Recently, IBM announced that we’ve opened up the entire patent portfolio for our VC’s. Since we are driving towards open standards, connecting the dots here is not that difficult.

Working with IBM isn’t always the easiest thing to do, but we’re making steps to make our IP meaningful, and available to startups and a lot of other folks that would benefit from IBM help….what’s to lose?

IBM to offer 40,000 patents to VC's

If I were starting a company, I’d like to have a unique concept that I could patent and know that it was both a killer idea and have legal protection…oh yeah, I’d like a bunch of VC money also.

Since I’m not a good engineer, or an engineer at all (my Dad was engineer of the year in Florida, but I didn’t get those genes), the next best way is to have help and get the same benefits.

IBM has announced a plan to offer access to the 40,000 plus patent portfolio to VC’s that they can share with their startups. A pretty sweet deal, money and access to the patent leader. Pick your technology, hardware, software, services and a lot of other stuff. I’ve said before that one of the most under told story’s is the cool stuff that IBM research has. Can you imagine what the value of this portfolio is, not just in terms of money but the invention time must be staggering.

In planning this, we worked with our VC advisory council to see what they would want and how it should be structured. They come out a big winner as now they have something tangible other than just money to offer startups. They either pay a one time 3 year fee for alpha stage companies or for products that are ready, a 1% of revenue relate to an IBM patent (not the entire product). This is relatively the same terms that we offered the largest companies we deal with in these arrangements (yes i mean company’s located in Redmond). The VC’s were quite pleased with the terms as they were a part of structuring from the get go. They viewed it as very fair and were glad to be on equal footing with bigger players.

Most of the analyst comments centered around the tools to search this many patents.
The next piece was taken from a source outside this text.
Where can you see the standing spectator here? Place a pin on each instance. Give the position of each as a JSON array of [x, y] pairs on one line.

Amazing how they see right through everything and pick out vital points. To that, we will provide access to the inventor and the technology, and to the specific comments…we’ll be working on some search tools to help the VC’s.
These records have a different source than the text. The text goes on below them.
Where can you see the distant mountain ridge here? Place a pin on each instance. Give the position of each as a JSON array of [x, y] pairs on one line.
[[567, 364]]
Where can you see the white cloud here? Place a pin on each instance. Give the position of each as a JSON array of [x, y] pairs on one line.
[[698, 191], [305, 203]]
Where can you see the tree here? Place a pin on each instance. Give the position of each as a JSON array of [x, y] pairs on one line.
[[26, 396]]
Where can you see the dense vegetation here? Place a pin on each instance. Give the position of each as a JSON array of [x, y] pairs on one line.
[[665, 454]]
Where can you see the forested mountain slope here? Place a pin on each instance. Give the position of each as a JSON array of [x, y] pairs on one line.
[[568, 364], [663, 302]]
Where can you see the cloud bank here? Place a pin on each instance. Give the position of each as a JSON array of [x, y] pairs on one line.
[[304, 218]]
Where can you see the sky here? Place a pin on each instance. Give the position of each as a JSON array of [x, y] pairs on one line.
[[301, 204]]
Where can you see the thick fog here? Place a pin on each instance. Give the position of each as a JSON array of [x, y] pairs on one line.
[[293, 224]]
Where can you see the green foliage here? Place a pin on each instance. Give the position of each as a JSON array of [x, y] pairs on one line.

Startups win as they get the patent protection (ask RIM and NTP about this) and VC money.

IBM wins as it is a reason to partner with us. We offer not only the protection issue, but access to some incredible research. Yefim Natis of Gartner pointed out that this is good for IBM in that patent portfolio is likely under used. Lou Gerstner issued a mandate when he was reshaping IBM that we WILL use research and patents in our products. Now it’s not only IBM products, but it is spreading out to the industry also.

We’ve been rightly criticized for not being far enough down in the SMB stack (in the S part). This may not be the golden egg, but it sure is a step in the right direction. You don’t get much more of an S than in a small startup.

Like all announcements, programs at maturity usually wind up being molded along the way due to various things like industry or technology trends. I’m sure this program will be also, but it’s an interesting start.

More information is found on the VC group link.

Bob Sutor blogs about it also.

VC's and Mentoring

IBM announced the VC advisory council and mentoring programs today. It was a good announcement and it got plenty of attention. A new term for me came out, BRIC which stands for Brazil, Russia, India, China.

We briefed a number of the analysts, so here are some of the comments.

There was a theme of emerging markets, some as a delivery model, some for cost reduction. The partner network is key in these countries as they are huge opportunities and no one company can cover it. Good thing IBM has a solid partnering program

Open is a big word. Both standards and software. Gluecode and PHP are big for IBM, but RUBY is something that VC’s are looking at.

The council gives quick connection for the VC’s to our executives. Cutting through the maze is a major task at any big company.

A big software company in the northwest is scaring their VC’s with uncertainty and fear of competing with them.